Rare samples in datasets often represent novel patterns, edge cases, or important subpopulations, and can therefore be crucial for understanding the true complexity of the data. In classification tasks, a special form of rarity emerges: instances that are rare relative to their assigned class label. These samples may not be rare in a global sense, but they represent an uncommon subconcept within their class. Just as globally rare samples can offer new insights into a dataset as a whole, these intra-class rare samples can reveal valuable information about the internal structure of their respective class. However, in traditional machine learning algorithms these samples usually have little influence on model training due to their rare nature. This package provides a set of sklearn-compatible estimators and methods that are built to measure and handle intra-class rarity, allowing these rare samples to have a more significant impact on model training and prediction.

ICRRandomForestClassifier#

The icrlearn package provides a new algorithm called Intra-Class Rare Random Forest. This algorithm is a modification of the Random Forest algorithm that is designed to handle data with intra-class imbalance in the form of rare samples within a class. It uses a specified intra-class rarity measure to quantify the intra-class rarity of samples in a dataset and adjust the bootstrap sampling of the training data or to apply corresponding sample weights accordingly.

from icrlearn import ICRRandomForestClassifier

clf = ICRRandomForestClassifier(rarity_measure="l2class")
clf.fit(X_train, y_train)
y_pred = clf.predict(X_test)

Rarity Measures#

The rarity measures in this package are designed to quantify how rare a sample is within its class. They are used by the ICRRandomForestClassifier to adjust the sampling of the training data or to apply sample weights. The measures can also be used independently to analyze the rarity of samples in a dataset.

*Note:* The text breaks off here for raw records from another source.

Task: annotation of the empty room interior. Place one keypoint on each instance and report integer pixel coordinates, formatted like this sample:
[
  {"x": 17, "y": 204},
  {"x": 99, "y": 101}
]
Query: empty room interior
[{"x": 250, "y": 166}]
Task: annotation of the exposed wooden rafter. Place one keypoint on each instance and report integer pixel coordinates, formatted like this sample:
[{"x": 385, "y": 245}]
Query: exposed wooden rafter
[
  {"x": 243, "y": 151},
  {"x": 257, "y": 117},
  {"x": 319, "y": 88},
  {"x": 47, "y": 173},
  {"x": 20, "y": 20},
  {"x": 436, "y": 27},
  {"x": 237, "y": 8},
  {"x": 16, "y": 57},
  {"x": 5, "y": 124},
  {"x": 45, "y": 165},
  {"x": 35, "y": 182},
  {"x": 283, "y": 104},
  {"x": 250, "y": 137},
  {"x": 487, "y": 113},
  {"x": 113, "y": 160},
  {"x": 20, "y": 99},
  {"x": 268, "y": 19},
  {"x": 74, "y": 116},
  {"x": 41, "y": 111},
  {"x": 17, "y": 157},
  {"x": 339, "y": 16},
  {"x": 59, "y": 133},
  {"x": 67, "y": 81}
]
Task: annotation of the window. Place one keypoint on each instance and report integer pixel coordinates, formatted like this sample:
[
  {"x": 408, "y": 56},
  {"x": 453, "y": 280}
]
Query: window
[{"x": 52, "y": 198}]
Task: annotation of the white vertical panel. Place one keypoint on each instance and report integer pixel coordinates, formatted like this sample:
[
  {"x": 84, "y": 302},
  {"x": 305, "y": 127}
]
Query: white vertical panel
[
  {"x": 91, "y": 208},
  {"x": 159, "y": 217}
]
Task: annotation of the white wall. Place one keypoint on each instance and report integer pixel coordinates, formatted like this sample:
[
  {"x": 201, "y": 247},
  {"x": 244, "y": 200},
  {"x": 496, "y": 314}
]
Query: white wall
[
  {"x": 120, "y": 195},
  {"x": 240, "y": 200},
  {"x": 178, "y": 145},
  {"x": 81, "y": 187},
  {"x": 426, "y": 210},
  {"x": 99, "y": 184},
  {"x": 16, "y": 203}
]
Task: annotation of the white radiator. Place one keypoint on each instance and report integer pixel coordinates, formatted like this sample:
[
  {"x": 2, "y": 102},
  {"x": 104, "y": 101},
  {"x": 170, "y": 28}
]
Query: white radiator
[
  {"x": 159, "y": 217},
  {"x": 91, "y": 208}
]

They are based on two existing methods:
1. Local Outlier Probability (LoOP) [1]
LoOP is a local density based outlier detection method by Kriegel et al. that is based on Local Outlier Factor (LOF), but provides outlier scores in the range of [0,1]. It is implemented in PyNomaly (https://github.com/vc1492a/PyNomaly).
2. L²-min [2]
L²-min is a method by Błaszczyński and Stefanowski that calculates the rarity of a sample based on the distance to its k-nearest neighbors within its class.
from icrlearn.rarity import calculate_cb_loop, calculate_l2class

# Class-Based Local Outlier Probability
cb_scores = calculate_cb_loop(X, y)

# Adapted L²-min rarity across classes
l2_scores = calculate_l2class(X, y)
For more information on using the classifier and the rarity measures, refer to the API reference.
[1] H.-P. Kriegel, P. Kröger, E. Schubert, and A. Zimek, “LoOP: local outlier probabilities,” in Proceedings of the 18th ACM conference on Information and knowledge management, Hong Kong China: ACM, Nov. 2009, pp. 1649–1652. doi: 10.1145/1645953.1646195.
[2] J. Błaszczyński and J. Stefanowski, “Neighbourhood sampling in bagging for imbalanced data,” Neurocomputing, vol. 150, pp. 529–542, Feb. 2015, doi: 10.1016/j.neucom.2014.07.064.